Key major players in copper and gold mining are planning high capital expenditures, which should further help fuel market growth. Major copper mining players such as Codelco, Anglo American, BHP and Glencore have healthy investment programs and new capacity additions, leading to strong demand for abrasive media.

Global demand for copper, a key component in the production of electric vehicles (EVs) and consumer electronics, will exceed supply by more than six million tonnes by 2030, Rystad Energy reports. 

A deficit of this magnitude would have far-reaching implications for the energy transition, as there is currently no substitute for copper in electrical applications. Significant investment in copper mining is required to avoid a blackout. This could be a setback for companies like AIAE.

AIAE continues to maintain market share and continues to invest in new alloys, designs and process improvements, ensuring it continues to be the preferred supplier to cement companies worldwide.
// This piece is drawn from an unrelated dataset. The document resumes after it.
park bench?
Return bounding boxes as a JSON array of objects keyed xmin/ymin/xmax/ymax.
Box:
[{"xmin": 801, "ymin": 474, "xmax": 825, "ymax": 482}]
AIA expands its capacity every few years to meet the need for growing demand. The company has almost completed setting up a 50,000 Mt capacity Mill Liners manufacturing facility, expected to be commissioned in June 2022.

It further plans to add 80,000 MT of capacity at an estimated cost of Rs 200 crore and be commissioned by the end of FY2024, taking the total capacity to 520,000 TPA. Energy being one of the important cost items, AIA is looking to invest 90 cr in windmills. All capital expenditure is expected to be financed through internal accruals.

AIA has developed capabilities to address multiple determinants such as high chromium ball size, cost, permeability, yield and other mine-specific geological attributes. AIA management noted that it has transformed from a pure cost leader to a value-added market supplier. They also said that supply contracts are tied only to volumes and not to prices, as these are adjusted on a quarterly or quarterly basis.

Operations are capital intensive, marked by large inventories and debtors. AIA must maintain high inventory and inventory requirements in multiple geographies. In addition, borrowers are slightly high due to extended credit cycles to foreign clients.

It has also undertaken an expansion of brownfield capacity from 390,000 tonnes to 440,000 tonnes to meet increased requirements going forward. Technical cooperation with EEMS would enable the company to satisfy the entire mining and grinding market. There is great potential for growth at AIAE.